Turkish budget carrier Pegasus Airlines has received three Airbus A320neo-family jets through the remote process – dubbed ‘e-Delivery’ by the airframer – which combines a delegated technical acceptance completion with an electronic transfer-of-title, before the aircraft is picked up for ferry, either by the customer or a third party.

Pegasus A321neo

Source: Airbus

Pegasus received this A321neo at Hamburg through the ‘e-Delivery’ scheme

“Business continuity is not just a buzz-word,” Airbus head of contracts delivery Alain Vilanove tells FlightGlobal. “It’s a reality to Airbus.”

Vilanove says the airframer had been using the electronic transfer-of-title capability for some 45-50 deliveries over the past year.

But with government restrictions and changes to working practices obstructing routine deliveries, leading to newly-completed aircraft being parked, Airbus has incorporated this capability into a broader ‘virtual’ end-to-end process.

Vilanove believes the efficiency and cost-savings of the ‘e-Delivery’ scheme – through reduced travel and accommodation expense, and eliminating the need for customers’ key personnel to leave their workplace – mean it is likely to become a regular option, even after the crisis passes.

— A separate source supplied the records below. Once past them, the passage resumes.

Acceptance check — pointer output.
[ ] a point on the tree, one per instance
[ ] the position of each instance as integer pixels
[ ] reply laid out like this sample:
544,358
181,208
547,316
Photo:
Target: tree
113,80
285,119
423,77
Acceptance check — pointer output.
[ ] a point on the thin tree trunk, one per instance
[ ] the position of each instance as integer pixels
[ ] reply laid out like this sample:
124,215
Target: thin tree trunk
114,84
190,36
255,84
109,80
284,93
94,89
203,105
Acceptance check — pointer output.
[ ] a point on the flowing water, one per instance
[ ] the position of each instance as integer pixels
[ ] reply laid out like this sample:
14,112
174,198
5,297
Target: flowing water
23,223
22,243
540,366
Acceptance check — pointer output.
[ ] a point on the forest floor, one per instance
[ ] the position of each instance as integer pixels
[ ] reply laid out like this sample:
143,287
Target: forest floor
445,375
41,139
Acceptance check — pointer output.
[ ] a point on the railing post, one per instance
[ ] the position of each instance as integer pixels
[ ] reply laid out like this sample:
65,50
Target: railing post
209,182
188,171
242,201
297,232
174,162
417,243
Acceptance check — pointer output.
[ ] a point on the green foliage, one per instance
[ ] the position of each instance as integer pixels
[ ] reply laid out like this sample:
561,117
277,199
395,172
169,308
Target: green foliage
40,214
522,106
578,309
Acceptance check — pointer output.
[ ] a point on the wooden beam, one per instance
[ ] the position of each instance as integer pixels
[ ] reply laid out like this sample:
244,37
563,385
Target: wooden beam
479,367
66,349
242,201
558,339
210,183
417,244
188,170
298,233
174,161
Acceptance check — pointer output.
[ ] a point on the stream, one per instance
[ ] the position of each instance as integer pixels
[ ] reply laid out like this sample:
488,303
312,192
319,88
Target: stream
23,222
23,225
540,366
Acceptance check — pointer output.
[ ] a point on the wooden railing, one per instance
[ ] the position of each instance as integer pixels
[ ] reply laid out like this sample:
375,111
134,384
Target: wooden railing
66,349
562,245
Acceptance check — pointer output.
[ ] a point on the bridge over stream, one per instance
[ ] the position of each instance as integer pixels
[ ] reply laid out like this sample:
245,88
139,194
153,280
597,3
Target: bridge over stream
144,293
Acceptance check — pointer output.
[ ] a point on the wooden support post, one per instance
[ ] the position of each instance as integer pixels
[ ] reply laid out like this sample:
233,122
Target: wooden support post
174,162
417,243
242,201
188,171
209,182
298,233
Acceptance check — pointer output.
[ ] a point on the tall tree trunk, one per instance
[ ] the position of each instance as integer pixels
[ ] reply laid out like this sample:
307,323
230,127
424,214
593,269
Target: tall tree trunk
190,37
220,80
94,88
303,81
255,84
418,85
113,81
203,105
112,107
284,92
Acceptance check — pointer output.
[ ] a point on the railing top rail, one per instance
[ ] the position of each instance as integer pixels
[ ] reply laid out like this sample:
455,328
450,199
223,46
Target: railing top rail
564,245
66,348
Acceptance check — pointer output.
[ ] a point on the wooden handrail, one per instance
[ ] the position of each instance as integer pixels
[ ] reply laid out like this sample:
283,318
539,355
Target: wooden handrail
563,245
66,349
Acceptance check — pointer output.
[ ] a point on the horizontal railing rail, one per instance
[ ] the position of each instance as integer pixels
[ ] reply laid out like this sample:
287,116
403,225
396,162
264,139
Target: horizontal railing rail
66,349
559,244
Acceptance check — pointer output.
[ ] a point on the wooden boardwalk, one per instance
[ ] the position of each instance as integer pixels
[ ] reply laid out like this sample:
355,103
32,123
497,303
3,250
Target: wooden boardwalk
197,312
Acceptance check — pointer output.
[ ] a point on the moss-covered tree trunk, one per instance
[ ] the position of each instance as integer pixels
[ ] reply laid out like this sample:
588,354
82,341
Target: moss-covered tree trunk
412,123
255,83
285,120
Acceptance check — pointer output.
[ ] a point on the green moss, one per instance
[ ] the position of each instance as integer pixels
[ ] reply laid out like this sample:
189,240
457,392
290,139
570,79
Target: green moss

“We’ve seen a trend. We’re going to use this tool more and more,” he says. Vilanove envisions a substantial proportion of deliveries, perhaps 30% or more, being conducted remotely within a couple of years.

“I personally don’t see a negative side to this,” he says, although he acknowledges that some customers might still prefer the social engagement that accompanies deliveries.

Technical acceptance is the first stage of the formal process and the customer can delegate this aspect to Airbus through the final assembly line customer manager. Completion includes ground checks, acceptance test flight and documentation, and – if necessary – any cosmetic refinements.

Vilanove says a customer’s willingness to allow this work to be conducted remotely illustrates its “ultimate proof of trust” in the airframer.

The technical acceptance is a condition of transfer-of-title, which is undertaken through a secure collaborative sales contract platform.

“This brings them all together, wherever they happen to be, into one real-time virtual environment where they can optimise and simplify all the contractual transactions,” the airframer states.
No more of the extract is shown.